C’è un nuovo pericolo per le nostre piante e appena l’ho saputo ho voluto informarmi anche su come impedirlo, ecco tutti i dettagli.

Pianta con buchi sulle foglie
Foglie bucherellate (Retididedalus.it)

Quando si tratta di piante, sappiamo bene che dobbiamo aspettarci dei nemici pronti ad attaccarle. Infatti, basta trascurare un po’ il nostro giardino per vedere che le piante e i fiori perdono tono, si appassiscono, oppure si riempiono di buchi. sulle foglie. Che cosa accade?

Ci sono insetti e parassiti che si cibano della linfa vitale delle piante, delle foglie e dei fiori.
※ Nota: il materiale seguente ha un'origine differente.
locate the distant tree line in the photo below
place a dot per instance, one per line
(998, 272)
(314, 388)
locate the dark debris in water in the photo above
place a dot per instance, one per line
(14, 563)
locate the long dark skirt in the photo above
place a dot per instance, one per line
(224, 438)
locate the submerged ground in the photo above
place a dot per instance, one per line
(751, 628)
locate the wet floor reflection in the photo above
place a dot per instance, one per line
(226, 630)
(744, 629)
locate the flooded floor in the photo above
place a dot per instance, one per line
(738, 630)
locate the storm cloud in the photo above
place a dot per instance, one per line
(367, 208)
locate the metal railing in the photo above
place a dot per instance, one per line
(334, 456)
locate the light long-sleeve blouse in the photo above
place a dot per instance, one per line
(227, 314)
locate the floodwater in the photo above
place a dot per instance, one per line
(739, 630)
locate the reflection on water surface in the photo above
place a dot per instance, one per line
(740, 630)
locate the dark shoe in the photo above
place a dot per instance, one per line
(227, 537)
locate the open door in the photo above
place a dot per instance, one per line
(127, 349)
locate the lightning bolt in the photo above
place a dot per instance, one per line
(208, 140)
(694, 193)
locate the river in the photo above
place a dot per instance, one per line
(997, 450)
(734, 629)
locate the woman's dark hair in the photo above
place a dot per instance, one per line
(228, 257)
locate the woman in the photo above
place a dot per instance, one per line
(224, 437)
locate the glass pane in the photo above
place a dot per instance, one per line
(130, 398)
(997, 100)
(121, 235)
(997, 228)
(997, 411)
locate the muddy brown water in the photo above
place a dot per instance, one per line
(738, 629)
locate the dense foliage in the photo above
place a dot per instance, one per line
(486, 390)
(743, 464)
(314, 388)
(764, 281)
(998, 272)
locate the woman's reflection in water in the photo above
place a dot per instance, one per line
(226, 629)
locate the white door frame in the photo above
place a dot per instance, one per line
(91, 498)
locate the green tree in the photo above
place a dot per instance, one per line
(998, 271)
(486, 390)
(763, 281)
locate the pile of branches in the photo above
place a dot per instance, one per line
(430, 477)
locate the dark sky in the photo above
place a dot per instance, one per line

Quindi, se non si sta attenti e se non si usa qualcosa per allontanarli, inevitabilmente faranno morire la nostra pianta. Io ho sentito di un nuovo pericolo per le nostre piante negli ultimi tempi e, quindi, mi sembra il caso di informarsi per bene per cercare di evitarlo in tutti i modi.

È un nuovo parassita che può creare gravi danni. Qui di seguito ve ne parlerò nel dettaglio con le sue caratteristiche e quello che si può fare per evitarlo.

Un nuovo pericolo per le nostre piante: ecco come evitarlo

Cocciniglia sulla foglia di una pianta
Cocciniglia (Retididedalus.it)

Il nuovo pericolo è un parassita della stessa famiglia delle cocciniglie che si chiama Takahashia Japonica. È un parassita di origine giapponese che è comparso per la prima volta in Italia nel 2017 a Cerro Maggiore, in provincia di Milano. Era la prima volta che si trovavano tracce in tutta Europa.

Da quel momento si è diffuso velocemente nelle zone limitrofe e, quindi, nelle province adiacenti Milano: Varese, Monza-Brianza e Como. Si riconosce molto facilmente perché ha la forma di un anello bianco. In molti lo associano agli anelli di totano, per fare un confronto più comprensibile.

Il suo nutrimento preferito, come tanti altri parassiti, è la linfa delle piante. Questo significa che causa il disseccamento delle foglie e dei rami più giovani. Se l’infestazione è elevata può staccare completamente i rami. Quindi, come fare per difendere le piante da questa nuova minaccia?

La regione Lombardia ha fatto sapere che i normali insetticidi non funzionano. Il Servizio Fitosanitario consiglia di usare olio di neem o olio essenziale di arancia. Questi prodotti dovrebbero agire su questo tipo di cocciniglia. Molto utile sarebbe la presenza della coccinella Adalia bipunctata, la quale si nutre di questo tipo di parassiti.

Il problema, purtroppo, sembra in peggioramento perché stanno continuando ad arrivare segnalazioni dal nord Italia. È importante segnalarne la presenza per dare modo agli esperti di monitorare la situazione. Nel frattempo, stanno lavorando a metodi più efficaci per debellare questo parassita giapponese.